Invito ancora una volta la Chiesa locale di Ancona-Osimo a spendere sempre più energie a favore dei giovani. Speriamo che possano venire inaugurati in questo anno giubilare 2025: il Centro Pastorale alle Palombare ad Ancona, l’Oratorio della parrocchia del Sacro Cuore in via Maratta e la “Casa Nazaret” in via Astagno ad Ancona, centro di pastorale giovanile e vocazionale, luogo di incontro dei giovani per favorire la loro crescita umana e spirituale, per il discernimento vocazionale, per la formazione permanente, per l’accompagnamento nel cammino della vita, per aiutarli nei momenti bui e di disagio con supporti spirituali e percorsi psicologici.
San Ciriaco ci aiuti, lui che ci fa capire con la sua testimonianza che prendere la croce di Cristo è abbracciare il giogo dell’amore. Sostituiamo la parola croce con amore. Ed ecco: se qualcuno vuole venire con me, dice Gesù, prenda su di sé il giogo dell’amore, tutto l’amore di cui è capace, e mi segua. Ciascuno con l’amore addosso, che però ha il suo prezzo: “Là dove metti il tuo cuore, là troverai anche le tue spine e le tue ferite”. L’esito finale è “trovare vita”. Quella cosa che tutti gli uomini cercano, in tutti gli angoli della terra, in tutti i giorni che è dato loro di gustare: la fioritura della vita. Perdere per trovare.

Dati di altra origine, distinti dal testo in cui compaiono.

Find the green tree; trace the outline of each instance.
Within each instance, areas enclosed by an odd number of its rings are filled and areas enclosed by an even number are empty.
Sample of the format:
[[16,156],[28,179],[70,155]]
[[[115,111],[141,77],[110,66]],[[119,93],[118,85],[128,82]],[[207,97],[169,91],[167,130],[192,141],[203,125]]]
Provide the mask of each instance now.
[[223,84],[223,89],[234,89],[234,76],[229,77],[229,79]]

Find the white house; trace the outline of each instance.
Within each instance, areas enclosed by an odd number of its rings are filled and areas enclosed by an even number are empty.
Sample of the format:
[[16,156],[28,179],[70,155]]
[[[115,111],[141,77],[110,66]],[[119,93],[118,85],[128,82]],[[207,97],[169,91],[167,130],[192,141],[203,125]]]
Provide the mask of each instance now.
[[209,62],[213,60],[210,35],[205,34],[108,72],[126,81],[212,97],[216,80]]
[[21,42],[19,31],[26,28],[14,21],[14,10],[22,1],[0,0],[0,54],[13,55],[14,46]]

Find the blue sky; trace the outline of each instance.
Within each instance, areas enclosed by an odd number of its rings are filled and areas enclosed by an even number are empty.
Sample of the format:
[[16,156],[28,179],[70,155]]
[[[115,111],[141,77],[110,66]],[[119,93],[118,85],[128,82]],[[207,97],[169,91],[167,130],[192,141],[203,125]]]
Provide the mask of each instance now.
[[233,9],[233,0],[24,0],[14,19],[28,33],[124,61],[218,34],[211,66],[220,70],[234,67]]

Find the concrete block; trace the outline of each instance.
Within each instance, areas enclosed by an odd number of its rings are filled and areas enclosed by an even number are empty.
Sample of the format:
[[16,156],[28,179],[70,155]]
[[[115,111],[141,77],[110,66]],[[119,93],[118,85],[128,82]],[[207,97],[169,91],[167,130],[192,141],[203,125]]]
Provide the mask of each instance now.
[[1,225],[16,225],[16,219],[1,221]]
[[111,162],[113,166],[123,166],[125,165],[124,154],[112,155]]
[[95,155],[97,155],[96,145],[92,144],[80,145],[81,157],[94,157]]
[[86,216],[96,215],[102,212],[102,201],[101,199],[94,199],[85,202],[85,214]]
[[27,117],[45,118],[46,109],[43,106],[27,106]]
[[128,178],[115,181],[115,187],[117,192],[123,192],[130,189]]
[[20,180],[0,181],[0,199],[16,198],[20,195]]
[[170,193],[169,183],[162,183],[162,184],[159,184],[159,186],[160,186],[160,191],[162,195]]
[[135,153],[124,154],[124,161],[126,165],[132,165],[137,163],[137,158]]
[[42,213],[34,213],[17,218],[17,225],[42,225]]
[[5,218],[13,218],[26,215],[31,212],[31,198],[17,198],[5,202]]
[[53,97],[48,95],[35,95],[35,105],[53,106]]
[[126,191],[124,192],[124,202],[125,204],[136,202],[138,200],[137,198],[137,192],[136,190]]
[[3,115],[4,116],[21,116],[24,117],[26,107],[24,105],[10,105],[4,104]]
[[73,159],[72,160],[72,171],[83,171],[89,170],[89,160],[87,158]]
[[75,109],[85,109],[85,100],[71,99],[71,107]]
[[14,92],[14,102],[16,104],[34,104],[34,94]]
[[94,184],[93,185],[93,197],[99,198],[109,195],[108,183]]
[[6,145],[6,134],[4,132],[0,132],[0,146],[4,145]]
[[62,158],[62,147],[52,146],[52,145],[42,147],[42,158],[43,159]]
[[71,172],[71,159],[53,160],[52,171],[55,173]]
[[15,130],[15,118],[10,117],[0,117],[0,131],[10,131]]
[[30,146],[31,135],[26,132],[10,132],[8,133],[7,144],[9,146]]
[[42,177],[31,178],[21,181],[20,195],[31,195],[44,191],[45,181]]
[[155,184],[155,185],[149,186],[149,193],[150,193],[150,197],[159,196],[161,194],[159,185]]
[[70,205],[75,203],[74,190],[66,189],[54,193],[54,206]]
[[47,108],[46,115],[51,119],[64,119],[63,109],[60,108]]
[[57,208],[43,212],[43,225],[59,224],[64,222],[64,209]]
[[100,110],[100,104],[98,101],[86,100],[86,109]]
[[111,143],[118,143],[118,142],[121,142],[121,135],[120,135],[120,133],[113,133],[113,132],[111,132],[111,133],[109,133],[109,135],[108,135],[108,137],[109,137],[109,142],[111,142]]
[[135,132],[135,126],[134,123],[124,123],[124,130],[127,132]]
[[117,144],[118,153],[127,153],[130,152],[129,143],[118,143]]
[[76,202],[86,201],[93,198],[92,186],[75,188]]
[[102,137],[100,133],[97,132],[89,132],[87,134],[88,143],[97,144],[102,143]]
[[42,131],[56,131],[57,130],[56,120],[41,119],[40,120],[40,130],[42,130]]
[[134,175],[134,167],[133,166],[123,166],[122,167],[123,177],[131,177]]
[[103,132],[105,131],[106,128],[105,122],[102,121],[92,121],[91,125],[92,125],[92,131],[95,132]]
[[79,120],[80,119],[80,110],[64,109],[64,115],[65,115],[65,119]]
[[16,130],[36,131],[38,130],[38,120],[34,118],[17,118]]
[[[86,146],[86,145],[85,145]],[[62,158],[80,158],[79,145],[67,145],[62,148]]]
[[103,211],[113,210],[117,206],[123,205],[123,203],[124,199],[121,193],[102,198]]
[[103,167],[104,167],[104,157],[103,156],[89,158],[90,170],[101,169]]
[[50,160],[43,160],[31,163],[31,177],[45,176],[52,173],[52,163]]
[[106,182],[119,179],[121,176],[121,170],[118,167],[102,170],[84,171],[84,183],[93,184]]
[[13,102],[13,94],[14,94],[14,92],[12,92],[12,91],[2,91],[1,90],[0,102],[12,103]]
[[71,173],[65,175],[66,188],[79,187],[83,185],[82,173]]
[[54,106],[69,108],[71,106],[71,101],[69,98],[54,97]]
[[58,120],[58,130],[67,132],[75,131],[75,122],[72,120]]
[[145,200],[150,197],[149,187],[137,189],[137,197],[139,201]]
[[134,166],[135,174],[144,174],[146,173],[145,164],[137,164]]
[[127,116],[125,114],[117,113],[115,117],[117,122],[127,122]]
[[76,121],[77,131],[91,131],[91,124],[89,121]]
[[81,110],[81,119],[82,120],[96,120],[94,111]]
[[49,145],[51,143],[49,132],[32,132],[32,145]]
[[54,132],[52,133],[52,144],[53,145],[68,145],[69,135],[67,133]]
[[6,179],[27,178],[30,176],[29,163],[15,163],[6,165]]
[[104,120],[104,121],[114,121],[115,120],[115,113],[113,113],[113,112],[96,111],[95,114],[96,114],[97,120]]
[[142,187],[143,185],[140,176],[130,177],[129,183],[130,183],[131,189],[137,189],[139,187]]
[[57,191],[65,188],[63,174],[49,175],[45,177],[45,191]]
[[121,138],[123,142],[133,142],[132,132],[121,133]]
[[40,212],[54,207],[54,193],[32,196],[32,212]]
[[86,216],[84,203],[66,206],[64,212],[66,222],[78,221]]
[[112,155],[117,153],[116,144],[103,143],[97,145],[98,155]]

È la fisica dell’amore: se dai ti arricchisci, se trattieni ti impoverisci. Noi siamo ricchi solo di ciò che abbiamo donato. Oggi siamo raccolti in questa Cattedrale di San Ciriaco per ricevere ancora una volta la consegna della croce che abbraccia cielo e terra, nord e sud, est e ovest, tutti. Essa è profezia, e in tempi di paura come i nostri, abbiamo bisogno di profezia che ci porta avanti nella speranza. Essa è la nostra unica speranza. Essa ci viene consegnata nelle mani perché porti linfa nuova per costruire anche oggi quella civiltà dell’amore che San Ciriaco ha testimoniato. Noi siamo chiamati a edificare questa nostra città, non più con le pietre ma con le persone, con uomini e donne che sanno raccogliersi e unirsi per edificare un futuro migliore per sé e per tutti. San Ciriaco ci protegga e ci benedica. Amen.